Son initiateur aux mœurs rustiques des Inuits, le fondateur des Missions du Grand Nord Canadien était un humble prêtre, Oblat lui aussi, un peu dur d’oreille, à la vue fatiguée, usé par sept ans de solitude, de lutte contre le froid, la faim, l’épuisement et l’hostilité sous-jacente de ses ouailles.
Avant lui, trois missionnaires avaient tenté d’approcher les Esquimaux et avaient disparu dans des conditions dramatiques. L’un s’était noyé dans les glaces avec son attelage de chiens, les deux autres avaient été victimes d’un meurtre suscité par les sorciers locaux et avaient été en partie dévorés par leurs assassins. Cela se passait en 1913.

Celui qui se porta volontaire pour les remplacer était le Père Pierre Fallaize. Il était né à Gonneville sur Honfleur le 25 Mai 1887 de Marie Rosalie Leroy, épouse de Pierre Thimothée Fallaize, petit cultivateur au lieu dit Le Hiautre.

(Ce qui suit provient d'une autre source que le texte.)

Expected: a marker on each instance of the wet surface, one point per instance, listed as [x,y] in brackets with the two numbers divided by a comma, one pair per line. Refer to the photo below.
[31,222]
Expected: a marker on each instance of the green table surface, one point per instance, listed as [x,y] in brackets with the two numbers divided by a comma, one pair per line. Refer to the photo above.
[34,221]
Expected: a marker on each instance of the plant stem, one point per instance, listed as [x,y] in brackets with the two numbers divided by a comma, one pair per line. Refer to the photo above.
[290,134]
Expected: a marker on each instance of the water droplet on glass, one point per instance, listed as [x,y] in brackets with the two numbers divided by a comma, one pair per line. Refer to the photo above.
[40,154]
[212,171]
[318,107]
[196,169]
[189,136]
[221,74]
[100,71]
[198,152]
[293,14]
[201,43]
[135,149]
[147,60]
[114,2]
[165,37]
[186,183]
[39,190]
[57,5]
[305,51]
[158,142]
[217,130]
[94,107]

Dès l’âge de six ans, il descendra à pied chaque matin à Honfleur pour se rendre à l’École de la Rue de la République, faisant ainsi, encore bien jeune, six kilomètres par jour, ce qui fera de lui plus tard, sinon un sportif, à tout le moins, un homme d’une résistance physique peu banale et un marcheur infatigable.

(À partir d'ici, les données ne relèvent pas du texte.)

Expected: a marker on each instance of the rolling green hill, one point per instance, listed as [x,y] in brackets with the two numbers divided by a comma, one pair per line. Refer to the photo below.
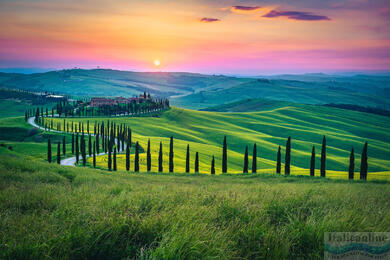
[48,211]
[306,124]
[288,90]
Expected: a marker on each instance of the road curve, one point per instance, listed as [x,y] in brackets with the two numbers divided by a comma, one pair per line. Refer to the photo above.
[71,161]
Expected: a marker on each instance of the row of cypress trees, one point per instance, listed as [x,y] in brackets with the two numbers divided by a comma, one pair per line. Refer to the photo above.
[122,134]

Sa mère disparaîtra alors qu’il n’avait que sept ans et son père rejoindra sa femme quatre ans après, laissant un orphelin de onze ans à la charge d’un oncle qui quelques années plus tard, prendra lui aussi, le chemin du cimetière…

Son frère aîné, Paul, nettement plus âgé que lui, charpentier à Gonneville, prendra soin de son jeune frère et favorisera sa vocation religieuse précoce en l’envoyant au Petit Séminaire de Lisieux.[ suite ]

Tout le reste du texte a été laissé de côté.